Columna de Hugo Herrera: El señorito liberal
El liberalismo cuenta con autores contundentes que elevaron a sistema el reconocimiento de la espontaneidad humana, la interioridad del individuo y la división del poder social. Es noción eminente para las democracias modernas la del carácter de fin en sí mismo del ser humano, que nunca se lo puede tratar como simple medio; jamás como objeto a un sujeto.
La fuerza de las ideas liberales se ha ganado su legítimo espacio. Hay, ciertamente, regímenes que atentan contra la libertad y la división de poderes. Pocos se atreven, empero, a negar explícitamente las nociones y su violación tiende a solaparse.

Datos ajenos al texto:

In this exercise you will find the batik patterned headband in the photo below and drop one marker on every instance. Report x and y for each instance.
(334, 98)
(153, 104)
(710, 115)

En cada uno consta una interioridad evidente, aunque inabarcable desde fuera. Nadie puede experimentar tal como experimenta su semejante, “en primera persona”. Esa interioridad, que vivenciamos de modo único, nos vuelve inabarcables según reglas y conceptos generales.

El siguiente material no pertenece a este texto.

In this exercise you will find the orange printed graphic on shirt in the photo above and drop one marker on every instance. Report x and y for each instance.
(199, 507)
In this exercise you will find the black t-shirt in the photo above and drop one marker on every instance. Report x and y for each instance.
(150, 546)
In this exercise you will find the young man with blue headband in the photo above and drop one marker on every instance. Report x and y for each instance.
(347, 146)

Los esfuerzos por someter la singularidad individual a reglas universales son problemáticos y amenazan pasar por sobre su individualidad. Es lo que ocurre con la izquierda de fórmulas abstractas, como la condena moral del mercado o la valoración sin matices de la deliberación política. La deliberación política, por ejemplo, es, por su naturaleza misma, posera. Allí vale lo presentable ante el público universal. Es hostil a lo raro, lo único. Proponerla como modo de emancipación, sin resguardos, importa una amenaza efectiva contra la libertad.
Los grandes liberales -Locke, Montesquieu, Kant- se disciernen de las existencias jibarizadas de quienes pretenden asumir algunas de las ventajas del liberalismo, pero más en el nivel de la opinión común biempensante o la actitud frívolamente ondera, que en el espíritu político de reconocimiento serio y dispuesto al sacrificio, del estatuto único y singular del individuo.

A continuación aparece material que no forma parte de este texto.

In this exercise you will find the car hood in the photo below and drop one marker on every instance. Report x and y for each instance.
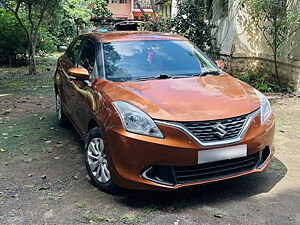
(187, 99)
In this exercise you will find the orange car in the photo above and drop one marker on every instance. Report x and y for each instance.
(157, 114)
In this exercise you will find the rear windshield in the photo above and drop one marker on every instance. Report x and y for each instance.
(125, 61)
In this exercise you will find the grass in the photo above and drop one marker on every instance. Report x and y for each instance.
(24, 135)
(90, 216)
(131, 218)
(80, 204)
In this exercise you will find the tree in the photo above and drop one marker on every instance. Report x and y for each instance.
(31, 14)
(10, 27)
(276, 22)
(76, 14)
(193, 23)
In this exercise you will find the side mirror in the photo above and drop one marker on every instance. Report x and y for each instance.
(220, 64)
(79, 73)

El “señorito liberal” usualmente está, en verdad, ajeno así incluso a la política; a la política responsable con la realidad concreta. Vivirá segregado, en un barrio “gentrificado”, distante de las masas populares de cuya rusticidad desconfía. Su desconfianza se vierte no solo sobre el pueblo -esa totalidad tan “vulgar” como impredecible-, sino también sobre la tierra, que -además de incierta en suelos sísmicos como el chileno- se conjuga con el elemento humano para dar vida a una manera de existir telúrico-popular inconcebible según las fórmulas generales de sus cabezas estrechas.
El pequeño liberal prefiere el salón a la calle, la universidad de cota mil a las plazas y parques del centro o, peor aún, a las calles y espacios de la “triste provincia”. Lo suyo son las ideas de moda, como los restaurantes de moda de esos jóvenes que no serán ya más jóvenes; las agendas identitarias, la moral sexual innovadora, ideas cool pasadas, de cuarentón o cincuentón, con las que tapar la mezcla de vacío vital y el núcleo alienante de su doctrina de clase y plutocrática.